Alternative gesucht und gefunden:

Geld der Kommunen rettet Tanzkompanie vorerst

Die Existenz der Deutschen Tanzkompanie ist zumindest bis Ende 2017 gesichert. Der Neustrelitzer Bürgermeister Andreas Grund und Neubrandenburgs Oberbürgermeister Silvio Witt sind erleichtert. Doch wie hoch der Sonderbeitrag für beide Städte sein wird, ist noch unklar.

Wenn der Wirtschaftsplan der TOG und der Wirtschaftsplan der Deutschen Tanzkompanie vorliegen, kann die Höhe des Sonderbeitrages der Städte Neustrelitz und Neubrandenburg bestimmt werden.
Theater Neustrelitz Wenn der Wirtschaftsplan der TOG und der Wirtschaftsplan der Deutschen Tanzkompanie vorliegen, kann die Höhe des Sonderbeitrages der Städte Neustrelitz und Neubrandenburg bestimmt werden.

Mit dem Geld aus Neustrelitz und Neubrandenburg kann die Existenz der Deutschen Tanzkompanie bis zum Ende 2017 gesichert werden. In letzter Minute konnten die Gesellschafter der Theater- und Orchester GmbH (TOG) - gemeinsam mit dem Neustrelitzer CDU-Landtagsabgeordneten Vincent Kokert - Bildungsminister Mathias Brodkorb (SPD) zu einer Kehrtwende in Sachen Tanzkompanie bewegen.

Der Minister hatte nämlich mit seinem Eckwertepapier die Tanzkompanie bei der angestrebten Theaterfusion der TOG und des Theater Vorpommerns aus dem Programm gestrichen. Jetzt soll weiterhin Geld aus Neustrelitz und Neubrandenburg über die TOG an die Tanzkompanie fließen. Dem Ensemble bleiben somit anderthalb Jahre, um nach einer Form der Finanzierung über diese Zeit hinaus zu suchen.

Die Bürgermeister von Neubrandenburg und Neustrelitz erreichte die Nachricht im Urlaub. „Ich freue mich, dass nunmehr mit der Zustimmung des Landes eine Zwischenlösung 2017 für die Ausfinanzierung der Deutschen Tanzkompanie gefunden werden kann“, freute sich der Neustrelitzer Bürgermeister Andreas Grund. Damit werde zunächst ein Minimalziel erreicht.
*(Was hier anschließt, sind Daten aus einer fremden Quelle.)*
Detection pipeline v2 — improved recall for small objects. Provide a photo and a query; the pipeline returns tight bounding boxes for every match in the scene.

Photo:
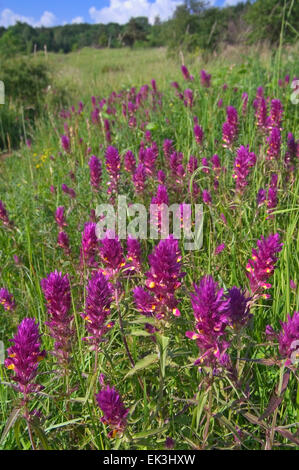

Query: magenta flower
[124,150,136,173]
[157,170,166,184]
[41,271,73,367]
[226,106,239,129]
[126,235,141,272]
[99,232,125,278]
[193,124,204,145]
[88,155,102,189]
[105,146,120,199]
[134,236,185,320]
[184,88,194,109]
[186,276,229,368]
[150,184,169,233]
[266,127,281,160]
[96,385,129,438]
[81,222,98,267]
[202,189,212,205]
[201,157,210,175]
[222,106,239,147]
[284,132,299,170]
[200,70,212,88]
[233,145,256,194]
[61,135,71,153]
[181,65,194,81]
[133,287,157,317]
[215,243,226,256]
[143,147,157,175]
[242,93,248,116]
[0,201,11,225]
[187,155,198,174]
[222,122,236,147]
[0,287,16,311]
[267,99,283,129]
[163,139,174,160]
[55,206,67,230]
[225,286,252,329]
[82,272,113,347]
[133,163,147,193]
[61,183,76,199]
[169,152,183,176]
[5,318,46,396]
[246,233,283,298]
[255,97,268,129]
[278,312,299,366]
[257,188,267,207]
[57,231,71,256]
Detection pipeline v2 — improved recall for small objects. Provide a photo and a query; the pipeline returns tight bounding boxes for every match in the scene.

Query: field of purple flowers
[0,49,299,450]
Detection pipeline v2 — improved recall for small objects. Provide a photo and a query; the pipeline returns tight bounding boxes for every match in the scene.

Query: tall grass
[0,48,299,450]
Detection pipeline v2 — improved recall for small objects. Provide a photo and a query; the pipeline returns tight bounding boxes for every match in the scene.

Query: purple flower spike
[0,201,11,225]
[200,70,212,88]
[186,276,229,368]
[55,206,67,230]
[82,272,113,347]
[266,127,281,160]
[246,233,283,298]
[96,385,129,438]
[163,139,174,161]
[88,155,102,189]
[181,65,193,81]
[81,222,98,267]
[202,189,212,205]
[61,135,71,153]
[127,235,141,272]
[41,271,73,367]
[225,286,252,329]
[105,146,120,199]
[0,287,16,311]
[133,163,147,193]
[57,231,71,256]
[278,312,299,366]
[193,124,204,145]
[5,318,46,396]
[100,232,125,278]
[233,145,256,194]
[124,150,136,173]
[61,183,76,199]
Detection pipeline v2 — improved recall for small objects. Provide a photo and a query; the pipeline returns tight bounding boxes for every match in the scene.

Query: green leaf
[133,426,168,439]
[0,407,21,445]
[125,354,159,379]
[130,330,152,336]
[146,122,157,131]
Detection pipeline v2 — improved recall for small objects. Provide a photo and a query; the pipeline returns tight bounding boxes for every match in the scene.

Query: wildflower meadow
[0,47,299,450]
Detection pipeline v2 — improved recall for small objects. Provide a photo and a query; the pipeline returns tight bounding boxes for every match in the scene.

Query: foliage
[0,0,299,55]
[0,48,299,450]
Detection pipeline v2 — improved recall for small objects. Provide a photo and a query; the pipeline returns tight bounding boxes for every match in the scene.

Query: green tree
[246,0,299,44]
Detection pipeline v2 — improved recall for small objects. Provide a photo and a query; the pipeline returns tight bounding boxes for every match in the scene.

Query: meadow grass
[0,47,299,449]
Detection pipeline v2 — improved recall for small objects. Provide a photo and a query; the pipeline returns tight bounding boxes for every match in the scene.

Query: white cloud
[89,0,183,24]
[0,8,57,28]
[35,11,56,28]
[223,0,242,7]
[72,16,84,24]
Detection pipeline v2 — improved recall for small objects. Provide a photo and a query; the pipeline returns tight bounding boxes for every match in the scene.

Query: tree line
[0,0,299,56]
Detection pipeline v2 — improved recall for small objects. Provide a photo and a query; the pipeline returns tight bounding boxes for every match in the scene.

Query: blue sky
[0,0,240,27]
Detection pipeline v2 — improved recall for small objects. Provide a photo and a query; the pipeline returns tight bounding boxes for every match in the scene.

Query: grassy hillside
[0,46,299,450]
Im nächsten Schritt müsse nun über die Finanzierung dieser Lösung gesprochen werden. „Ich bin Neubrandenburgs Oberbürgermeister Silvio Witt dankbar für seinen Vorschlag über einen Zusatzbeitrag unserer beiden Städte zu gleichen Teilen“, verdeutlichte Andreas Grund. „Die Höhe eines solchen Sonderbeitrags könne erst beziffert werden, wenn der Wirtschaftsplan der TOG und der Wirtschaftsplan der Deutschen Tanzkompanie vorliegen werden und wir dann wissen, wie hoch das Defizit ist. Beide arbeiten derzeit nur mit vorläufigen Plänen.“

Der Bürgermeister allein könne dies jedoch nicht entscheiden. „Unbedingte Voraussetzung für die Zahlung eines Sonderbeitrages ist die Zustimmung der Stadtvertretung“, sagte Grund am Freitag.

Land akzeptierte Forderung

Neubrandenburgs Oberbürgermeister Silvio Witt hob hervor, dass die Tanzkompanie durch die beiden Kommunen gerettet werden konnte. „Wir sind zufrieden, dass es uns gelungen ist, den Minister zu überzeugen, dem Vorschlag der Kommunen zu folgen“, fasste er zusammen.

Allerdings dürfen diese künftig nicht allein gelassen werden, wenn es um die Finanzierung des Ensembles ab 2018 gehe, appellierte er ans Land. Er erinnerte daran, dass beide Stadtvertretungen ihre Bürgermeister beauftragt hatten, nach Alternativen für die Tanzkompanie zu suchen. „Das haben wir getan“, betonte Silvio Witt.